Purpose: : In the adult form of LIR there is a selective loss of the Outer Nuclear Layer (ONL) while in the juvenile form, the thinning of the ONL is accompanied by a near equivalent thickening of the Inner Nuclear Layer (INL), with the superior hemiretina always showing more pathology compared to the inferior. We hypothesized that the INL thickening was triggered to maintain a near normal retinofugal signal. We proceeded to test this claim.

Methods: : Juvenile Sprague Dawley rats exposed from P14-20 and P14-28 to a bright light (12D: 12L; 10 000 lux) were compared to adult rats exposed to the same light for 6 days. Photopic (intensity: 0.9 log cd.m-2.sec; background: 30 cd.m-2) flash ERGs (fERG), flash VEPs (fVEP) and multifocal ERGs (mfERG: VERIS 5.1; camera display unit, 37 hexagons; white: 200 cd.m-2; black: 0 cd.m-2; background: 100 cd.m-2; bandwidth: 10-100 Hz) were recorded at P30 and P50.

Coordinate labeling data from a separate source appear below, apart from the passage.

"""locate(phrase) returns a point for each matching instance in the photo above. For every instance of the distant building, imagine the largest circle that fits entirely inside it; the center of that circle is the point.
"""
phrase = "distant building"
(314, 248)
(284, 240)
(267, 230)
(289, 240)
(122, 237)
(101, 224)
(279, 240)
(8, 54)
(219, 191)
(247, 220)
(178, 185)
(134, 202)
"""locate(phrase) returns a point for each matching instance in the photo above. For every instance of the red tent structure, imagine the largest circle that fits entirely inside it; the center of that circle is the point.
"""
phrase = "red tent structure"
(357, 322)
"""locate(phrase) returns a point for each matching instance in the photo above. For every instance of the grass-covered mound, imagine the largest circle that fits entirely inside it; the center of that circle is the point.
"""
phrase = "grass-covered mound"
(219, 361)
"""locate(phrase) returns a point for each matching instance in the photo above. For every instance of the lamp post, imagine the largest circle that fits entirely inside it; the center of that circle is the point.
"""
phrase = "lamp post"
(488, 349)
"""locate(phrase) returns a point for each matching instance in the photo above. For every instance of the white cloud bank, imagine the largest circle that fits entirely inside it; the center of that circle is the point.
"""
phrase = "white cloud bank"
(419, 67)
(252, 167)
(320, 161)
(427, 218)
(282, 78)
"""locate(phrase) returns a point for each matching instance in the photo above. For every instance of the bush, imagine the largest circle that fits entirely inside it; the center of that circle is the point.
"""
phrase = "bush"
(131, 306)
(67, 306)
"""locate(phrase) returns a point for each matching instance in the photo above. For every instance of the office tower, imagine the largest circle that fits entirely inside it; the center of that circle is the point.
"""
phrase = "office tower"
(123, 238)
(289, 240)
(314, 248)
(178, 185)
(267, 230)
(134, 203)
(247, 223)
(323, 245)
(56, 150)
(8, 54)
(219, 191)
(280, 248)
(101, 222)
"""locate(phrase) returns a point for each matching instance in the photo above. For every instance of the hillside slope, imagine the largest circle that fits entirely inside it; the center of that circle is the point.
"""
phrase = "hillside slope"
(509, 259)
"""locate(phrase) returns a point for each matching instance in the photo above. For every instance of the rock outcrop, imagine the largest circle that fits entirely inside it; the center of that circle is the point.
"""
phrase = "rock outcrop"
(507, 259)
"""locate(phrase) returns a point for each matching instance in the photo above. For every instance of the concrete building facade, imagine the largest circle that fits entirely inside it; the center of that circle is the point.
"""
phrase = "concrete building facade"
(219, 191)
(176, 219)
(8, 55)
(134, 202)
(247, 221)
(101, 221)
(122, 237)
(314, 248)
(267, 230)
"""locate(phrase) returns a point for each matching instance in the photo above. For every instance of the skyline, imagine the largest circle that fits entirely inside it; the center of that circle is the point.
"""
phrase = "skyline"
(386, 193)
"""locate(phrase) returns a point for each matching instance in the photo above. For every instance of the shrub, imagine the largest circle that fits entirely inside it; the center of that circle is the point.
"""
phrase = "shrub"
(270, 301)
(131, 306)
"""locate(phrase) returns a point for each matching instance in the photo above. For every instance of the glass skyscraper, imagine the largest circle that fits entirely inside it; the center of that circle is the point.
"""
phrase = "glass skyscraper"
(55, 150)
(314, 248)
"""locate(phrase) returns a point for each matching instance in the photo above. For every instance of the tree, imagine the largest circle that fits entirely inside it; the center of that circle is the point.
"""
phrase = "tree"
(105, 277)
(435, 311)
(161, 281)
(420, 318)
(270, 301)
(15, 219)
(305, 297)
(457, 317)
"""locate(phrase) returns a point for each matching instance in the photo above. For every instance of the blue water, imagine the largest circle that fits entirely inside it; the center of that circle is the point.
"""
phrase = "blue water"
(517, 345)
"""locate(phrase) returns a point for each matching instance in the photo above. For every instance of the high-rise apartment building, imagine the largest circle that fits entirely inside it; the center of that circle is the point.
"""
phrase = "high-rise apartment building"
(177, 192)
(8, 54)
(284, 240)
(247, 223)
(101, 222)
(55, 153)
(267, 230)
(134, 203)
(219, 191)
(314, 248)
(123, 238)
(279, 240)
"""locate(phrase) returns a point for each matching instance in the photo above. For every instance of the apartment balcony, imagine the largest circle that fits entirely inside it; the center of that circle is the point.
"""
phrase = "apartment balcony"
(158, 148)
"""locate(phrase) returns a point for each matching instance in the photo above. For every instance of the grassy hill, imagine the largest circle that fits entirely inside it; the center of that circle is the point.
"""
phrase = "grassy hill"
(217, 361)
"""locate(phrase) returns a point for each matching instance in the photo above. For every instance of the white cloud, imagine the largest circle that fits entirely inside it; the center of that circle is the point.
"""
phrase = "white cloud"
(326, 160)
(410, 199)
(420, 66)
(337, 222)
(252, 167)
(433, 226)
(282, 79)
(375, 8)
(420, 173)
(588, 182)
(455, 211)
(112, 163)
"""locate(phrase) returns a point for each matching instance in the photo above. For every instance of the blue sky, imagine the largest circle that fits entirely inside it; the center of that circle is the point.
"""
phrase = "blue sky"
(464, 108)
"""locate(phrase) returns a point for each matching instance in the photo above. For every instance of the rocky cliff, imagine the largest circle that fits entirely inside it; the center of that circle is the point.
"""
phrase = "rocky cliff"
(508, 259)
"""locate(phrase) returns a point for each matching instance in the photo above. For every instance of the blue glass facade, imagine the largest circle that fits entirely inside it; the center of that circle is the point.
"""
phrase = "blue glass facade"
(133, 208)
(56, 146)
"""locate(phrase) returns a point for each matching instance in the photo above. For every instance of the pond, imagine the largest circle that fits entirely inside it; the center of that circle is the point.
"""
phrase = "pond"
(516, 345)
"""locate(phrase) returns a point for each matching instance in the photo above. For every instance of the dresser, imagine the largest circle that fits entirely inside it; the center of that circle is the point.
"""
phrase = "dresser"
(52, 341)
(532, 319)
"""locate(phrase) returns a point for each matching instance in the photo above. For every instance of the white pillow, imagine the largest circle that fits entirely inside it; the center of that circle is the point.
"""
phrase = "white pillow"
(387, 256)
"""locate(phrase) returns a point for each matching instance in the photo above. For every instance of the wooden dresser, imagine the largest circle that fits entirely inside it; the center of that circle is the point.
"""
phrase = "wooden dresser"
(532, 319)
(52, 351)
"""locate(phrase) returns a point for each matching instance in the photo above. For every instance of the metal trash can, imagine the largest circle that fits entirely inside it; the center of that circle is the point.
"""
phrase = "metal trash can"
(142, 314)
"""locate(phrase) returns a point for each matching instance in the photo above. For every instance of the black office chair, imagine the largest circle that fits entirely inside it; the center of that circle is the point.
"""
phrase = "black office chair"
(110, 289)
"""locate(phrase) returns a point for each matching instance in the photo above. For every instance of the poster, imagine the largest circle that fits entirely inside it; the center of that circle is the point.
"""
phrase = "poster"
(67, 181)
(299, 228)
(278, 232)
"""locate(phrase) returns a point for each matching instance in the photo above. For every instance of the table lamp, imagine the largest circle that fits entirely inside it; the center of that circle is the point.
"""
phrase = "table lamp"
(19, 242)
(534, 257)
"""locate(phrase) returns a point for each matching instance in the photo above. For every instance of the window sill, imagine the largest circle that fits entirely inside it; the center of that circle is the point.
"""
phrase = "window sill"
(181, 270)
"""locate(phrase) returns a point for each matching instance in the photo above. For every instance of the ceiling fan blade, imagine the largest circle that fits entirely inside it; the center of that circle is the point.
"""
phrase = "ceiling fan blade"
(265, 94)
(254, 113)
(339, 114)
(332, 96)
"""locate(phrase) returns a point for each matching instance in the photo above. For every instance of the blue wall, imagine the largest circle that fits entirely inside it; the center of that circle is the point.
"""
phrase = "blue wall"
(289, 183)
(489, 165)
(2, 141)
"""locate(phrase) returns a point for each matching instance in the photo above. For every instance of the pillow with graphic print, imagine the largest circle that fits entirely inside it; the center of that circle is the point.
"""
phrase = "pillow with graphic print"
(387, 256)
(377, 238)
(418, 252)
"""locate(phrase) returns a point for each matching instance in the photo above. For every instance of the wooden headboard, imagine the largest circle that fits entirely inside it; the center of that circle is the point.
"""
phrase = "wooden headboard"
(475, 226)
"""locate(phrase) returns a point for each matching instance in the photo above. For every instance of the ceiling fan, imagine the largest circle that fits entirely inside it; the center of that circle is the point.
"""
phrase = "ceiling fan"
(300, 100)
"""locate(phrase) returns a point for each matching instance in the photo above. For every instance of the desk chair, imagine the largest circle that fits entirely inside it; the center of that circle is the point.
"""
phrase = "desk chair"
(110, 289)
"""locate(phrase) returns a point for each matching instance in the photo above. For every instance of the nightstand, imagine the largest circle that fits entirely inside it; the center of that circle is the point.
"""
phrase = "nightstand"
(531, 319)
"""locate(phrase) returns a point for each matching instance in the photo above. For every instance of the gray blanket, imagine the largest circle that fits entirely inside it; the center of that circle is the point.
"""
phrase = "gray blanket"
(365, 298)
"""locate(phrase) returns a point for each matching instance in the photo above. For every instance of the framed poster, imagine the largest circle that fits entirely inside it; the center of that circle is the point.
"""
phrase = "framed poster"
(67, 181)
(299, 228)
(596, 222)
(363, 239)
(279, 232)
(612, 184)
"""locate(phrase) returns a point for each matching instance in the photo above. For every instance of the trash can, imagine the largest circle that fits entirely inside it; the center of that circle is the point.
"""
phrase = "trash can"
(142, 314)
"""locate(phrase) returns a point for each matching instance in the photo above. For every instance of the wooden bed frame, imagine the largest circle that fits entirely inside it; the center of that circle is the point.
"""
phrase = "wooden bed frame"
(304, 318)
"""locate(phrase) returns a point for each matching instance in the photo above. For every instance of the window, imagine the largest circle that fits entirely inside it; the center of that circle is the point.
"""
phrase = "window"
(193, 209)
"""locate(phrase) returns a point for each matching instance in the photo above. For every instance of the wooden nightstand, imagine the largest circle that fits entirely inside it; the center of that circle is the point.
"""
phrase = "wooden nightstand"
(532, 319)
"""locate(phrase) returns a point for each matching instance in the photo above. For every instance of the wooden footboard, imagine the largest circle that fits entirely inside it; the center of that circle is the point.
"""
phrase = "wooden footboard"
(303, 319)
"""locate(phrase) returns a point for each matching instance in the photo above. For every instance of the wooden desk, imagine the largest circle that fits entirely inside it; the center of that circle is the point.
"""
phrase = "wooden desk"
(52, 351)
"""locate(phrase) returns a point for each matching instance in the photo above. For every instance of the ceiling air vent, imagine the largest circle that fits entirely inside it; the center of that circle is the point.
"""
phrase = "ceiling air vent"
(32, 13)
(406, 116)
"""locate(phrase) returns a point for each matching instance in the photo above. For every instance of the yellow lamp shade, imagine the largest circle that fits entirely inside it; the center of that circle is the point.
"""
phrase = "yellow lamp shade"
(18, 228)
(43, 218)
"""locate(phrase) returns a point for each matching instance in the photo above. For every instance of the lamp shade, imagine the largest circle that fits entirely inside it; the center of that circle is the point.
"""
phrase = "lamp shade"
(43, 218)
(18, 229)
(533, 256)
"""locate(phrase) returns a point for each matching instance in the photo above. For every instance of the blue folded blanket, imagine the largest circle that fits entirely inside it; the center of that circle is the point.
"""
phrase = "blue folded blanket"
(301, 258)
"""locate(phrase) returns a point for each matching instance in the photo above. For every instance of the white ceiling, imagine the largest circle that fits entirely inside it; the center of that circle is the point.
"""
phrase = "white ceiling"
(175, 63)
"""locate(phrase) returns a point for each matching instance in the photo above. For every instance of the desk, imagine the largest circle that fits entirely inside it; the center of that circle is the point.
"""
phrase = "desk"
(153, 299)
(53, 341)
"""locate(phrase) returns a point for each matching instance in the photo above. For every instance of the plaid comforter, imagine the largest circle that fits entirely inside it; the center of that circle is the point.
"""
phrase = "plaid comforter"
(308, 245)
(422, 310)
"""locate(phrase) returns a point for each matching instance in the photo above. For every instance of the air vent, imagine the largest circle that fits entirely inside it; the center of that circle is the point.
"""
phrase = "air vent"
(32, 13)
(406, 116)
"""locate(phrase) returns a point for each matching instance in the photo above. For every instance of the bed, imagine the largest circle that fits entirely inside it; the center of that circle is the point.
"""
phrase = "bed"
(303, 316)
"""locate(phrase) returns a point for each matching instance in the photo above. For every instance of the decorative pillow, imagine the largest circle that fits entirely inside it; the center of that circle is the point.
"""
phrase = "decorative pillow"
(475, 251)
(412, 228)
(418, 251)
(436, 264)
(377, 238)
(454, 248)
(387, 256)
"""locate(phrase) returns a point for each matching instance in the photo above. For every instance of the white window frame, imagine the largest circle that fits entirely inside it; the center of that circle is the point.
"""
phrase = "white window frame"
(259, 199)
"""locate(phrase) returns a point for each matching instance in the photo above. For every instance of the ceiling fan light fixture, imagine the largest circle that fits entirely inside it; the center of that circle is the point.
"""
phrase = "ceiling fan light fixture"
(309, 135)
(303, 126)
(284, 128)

Results: : fERGs were significantly (p<.05) reduced in juvenile rats only for P14-28 exposure (88.86±17.93 µV) and in 6 day exposed adults (15.36±6.27µV) compared to control (260.97±38.31 µV at P30 and 194.84±47.89 µV at P50). In control rats, the mfERG superior/inferior ratios were 1.02±0.11 and 1.03±0.11 at P30 and P50 respectively. This ratio was reduced (0.71±0.01) in adult LIR (p<.01) while in juvenile LIR it remained within the normal range [P14-20 (0.96±0.36) and P14-28 (1.03±0.31); p>.05]. In juvenile LIR, fVEPs (P14-20: 36.6±9.9 µV and P14-28: 31.8±8.7 µV) were not significantly different (p>.05) from that of controls (36.7±4.4 µV), while significantly reduced amplitudes (22.19±2.48 µV; p<.05) were measured in adult LIR. In control rats, the superior/inferior mfVEP amplitude ratios were 0.91±0.31 and 1.12±0.58 at P30 and P50 respectively compared to 0.15±0.07 in adult LIR (p<.05) and 0.81±0.61 (p>.05) and 0.68±0.03 (P>.05) in juvenile LIR following P14-20 and P14-28 exposures respectively.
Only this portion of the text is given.